NASA will say farewell to the Cassini spacecraft just before 10pm AEST, 8pm WST tonight. Here’s where you can watch:
Eyes on Cassini from the Canberra Deep Space Network
NASA will live stream the loss of signal and mission completed from JPL on Youtube
While no amazing or dramatic footage of the event is possible, much like watching the Mars Rover landing live, it’s likely you’ll get some sense of the overwhelming pride of so many
spacenerds scientists in what has been a decades-long pioneering and research achievement.
One of the early scientific uses of AARNet’s trans-Pacific international SXTransPORT links (operated with the generous support of Southern Cross Cable Network) took place in January 2005. Data from the Huygens probe descending by parachute to the surface of Titan from the Cassini spacecraft was transmitted from Sydney to Hawaii on to Seattle and from there to Europe via Canada.
AARNet and the CSIRO’s Australian Telescope National Facility then became partners in a major European project called Express Production Real-time e-VLBI (very long baseline interferometry) service, also known as EXPReS and its successor NEXPReS, lasting over 6 years.

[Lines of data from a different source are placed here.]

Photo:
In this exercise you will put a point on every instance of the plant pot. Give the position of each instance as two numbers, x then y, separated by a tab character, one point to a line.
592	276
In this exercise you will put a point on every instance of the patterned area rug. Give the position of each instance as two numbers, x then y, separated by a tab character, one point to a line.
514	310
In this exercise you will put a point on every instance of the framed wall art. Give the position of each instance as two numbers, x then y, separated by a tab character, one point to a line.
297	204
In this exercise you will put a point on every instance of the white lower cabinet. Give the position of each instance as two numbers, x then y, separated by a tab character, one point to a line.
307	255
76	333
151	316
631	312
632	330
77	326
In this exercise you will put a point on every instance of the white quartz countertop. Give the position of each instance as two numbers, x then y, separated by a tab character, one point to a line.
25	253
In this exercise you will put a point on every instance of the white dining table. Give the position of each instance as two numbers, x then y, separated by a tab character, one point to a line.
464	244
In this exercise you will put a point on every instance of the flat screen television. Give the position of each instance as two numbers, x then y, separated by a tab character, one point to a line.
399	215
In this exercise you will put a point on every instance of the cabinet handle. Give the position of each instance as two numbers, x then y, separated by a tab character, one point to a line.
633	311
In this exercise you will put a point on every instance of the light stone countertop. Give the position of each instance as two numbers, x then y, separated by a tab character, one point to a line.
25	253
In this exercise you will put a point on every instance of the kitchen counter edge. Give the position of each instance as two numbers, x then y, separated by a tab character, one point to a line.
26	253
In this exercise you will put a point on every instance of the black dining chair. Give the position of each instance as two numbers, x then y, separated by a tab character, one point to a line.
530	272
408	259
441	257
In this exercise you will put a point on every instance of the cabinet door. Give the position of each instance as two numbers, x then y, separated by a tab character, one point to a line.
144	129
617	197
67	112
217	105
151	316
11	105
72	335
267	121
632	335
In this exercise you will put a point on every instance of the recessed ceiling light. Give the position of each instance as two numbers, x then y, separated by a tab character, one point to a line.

This and subsequent e-VLBI demonstrations linking radio telescopes in real-time in Australia, China and Europe in 2007 and 17 radio telescopes across the world in 2009, helped to demonstrate Australia’s technological capacity to host the Square Kilometre Array.
Here are a couple of articles from 2005 that mention AARNet’s role in connecting the Australian ground stations that followed the Huygen’s probe down to the surface of Saturn’s moon Titan.
Australian telescopes ready for historic space mission (CSIRO, 12 January 2005)
This way to Parkes, then dataway (Sydney Morning Herald, 25 January 2005)
Excerpt: In Sydney, the data travels from CSIRO’s Australia Telescope National Facility in Marsfield via dedicated gigabit ethernet to the University of Technology Sydney. The data then transverses the Southern Cross Cable to Seattle, an optical link to Amsterdam and another dedicated gigabit ethernet link to JIVE. The first two 13-minute scans of data were transmitted to JIVE at 500 megabits per second. “This is the first time, as far as astronomy is concerned, that we’ve moved such a large amount of data over a short period to be used this way,” says AARNet director of international development George McLaughlin.